Das muss man gehört haben - oder auch nicht
Die Neuerscheinungen der Woche rufen bei unserem Kritiker Martin Risel nicht gerade Begeisterungsstürme hervor: Das Comeback von New Order findet er "schlimm" und die neue Platte von Fehlfarben "geht so". Sein heißer Tipp hingegen kommt aus den USA.
New Order – "Music Complete"
Nach für viele Fans zähen zehn Jahren nun das zehnte Studio-Album der direkten Erbfolger von Joy Division. Deren wertvolles ArtRock-Erbe hatten New Order damals in den 80ern vorschnell verscherbelt zugunsten eines in Massenwirkung und Klangbild breit aufgestellten Elektropops, der an Prolligkeit und Populismus nur noch durch die Pet Shop Boys überboten wurde. Elektronische Sounds für Leute, die mit Elektro oder gar Techno nichts anfangen können. Ich muss wohl nicht mehr erwähnen, dass ich New Order schon immer für überschätzt halte.
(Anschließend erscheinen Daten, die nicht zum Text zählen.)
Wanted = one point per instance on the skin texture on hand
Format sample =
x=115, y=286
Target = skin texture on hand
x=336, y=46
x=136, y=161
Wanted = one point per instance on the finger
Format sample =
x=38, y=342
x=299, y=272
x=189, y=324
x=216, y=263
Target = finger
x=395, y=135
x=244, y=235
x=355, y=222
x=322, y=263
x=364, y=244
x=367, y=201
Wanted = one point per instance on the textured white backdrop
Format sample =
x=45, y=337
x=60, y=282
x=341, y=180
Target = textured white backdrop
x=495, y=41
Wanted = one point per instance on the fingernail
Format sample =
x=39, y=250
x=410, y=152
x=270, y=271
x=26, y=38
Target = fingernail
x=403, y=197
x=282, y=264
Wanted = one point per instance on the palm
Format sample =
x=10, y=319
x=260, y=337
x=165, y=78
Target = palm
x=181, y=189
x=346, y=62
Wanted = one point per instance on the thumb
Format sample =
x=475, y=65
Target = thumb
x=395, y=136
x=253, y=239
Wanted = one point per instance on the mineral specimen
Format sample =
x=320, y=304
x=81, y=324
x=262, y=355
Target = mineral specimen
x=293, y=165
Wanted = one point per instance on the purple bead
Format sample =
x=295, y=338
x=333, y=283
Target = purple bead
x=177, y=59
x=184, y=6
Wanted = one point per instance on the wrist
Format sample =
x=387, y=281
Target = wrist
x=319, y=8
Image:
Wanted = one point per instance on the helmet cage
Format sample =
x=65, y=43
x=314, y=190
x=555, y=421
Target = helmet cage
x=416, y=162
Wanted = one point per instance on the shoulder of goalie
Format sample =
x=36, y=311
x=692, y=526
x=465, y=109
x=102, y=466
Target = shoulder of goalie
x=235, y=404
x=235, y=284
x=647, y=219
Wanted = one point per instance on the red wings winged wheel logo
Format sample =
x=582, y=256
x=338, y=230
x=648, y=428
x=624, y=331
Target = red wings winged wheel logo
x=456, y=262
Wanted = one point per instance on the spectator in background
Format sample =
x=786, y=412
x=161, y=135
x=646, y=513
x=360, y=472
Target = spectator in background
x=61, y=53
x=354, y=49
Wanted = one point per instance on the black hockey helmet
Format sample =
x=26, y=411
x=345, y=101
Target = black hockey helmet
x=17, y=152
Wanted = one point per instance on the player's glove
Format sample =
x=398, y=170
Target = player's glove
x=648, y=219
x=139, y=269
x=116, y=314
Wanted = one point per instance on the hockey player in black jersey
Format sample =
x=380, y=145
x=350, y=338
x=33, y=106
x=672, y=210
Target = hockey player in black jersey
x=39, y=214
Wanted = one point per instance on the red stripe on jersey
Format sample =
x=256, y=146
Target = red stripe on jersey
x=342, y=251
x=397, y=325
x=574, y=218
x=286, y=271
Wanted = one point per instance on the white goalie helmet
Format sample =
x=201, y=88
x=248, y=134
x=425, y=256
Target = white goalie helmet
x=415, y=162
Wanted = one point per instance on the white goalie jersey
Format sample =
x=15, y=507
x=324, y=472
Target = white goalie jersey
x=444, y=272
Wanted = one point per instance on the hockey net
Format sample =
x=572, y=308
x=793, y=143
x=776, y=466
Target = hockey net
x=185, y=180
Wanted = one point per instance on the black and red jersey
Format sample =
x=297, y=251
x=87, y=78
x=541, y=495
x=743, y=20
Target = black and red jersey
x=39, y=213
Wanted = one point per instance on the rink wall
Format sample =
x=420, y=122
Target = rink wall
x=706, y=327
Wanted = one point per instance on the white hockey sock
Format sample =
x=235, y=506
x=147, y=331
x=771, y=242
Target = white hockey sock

Vielleicht ist es kein Zufall, dass sie ihren Siegeszug um die Welt zeitgleich mit dem des Neoliberalismus von Maggie Thatcher und anderen konservativen Kanaillen begannen.
2015 klingen die Breitwand-Briten - noch schlimmer als vor 30 Jahren – nach nichtssagendem Nihilismus, nach der schön geschminkten Hure Pop am Straßenstrich des verkommenen Kapitalismus.
Hazmat Modine – "Extra-Deluxe-Supreme"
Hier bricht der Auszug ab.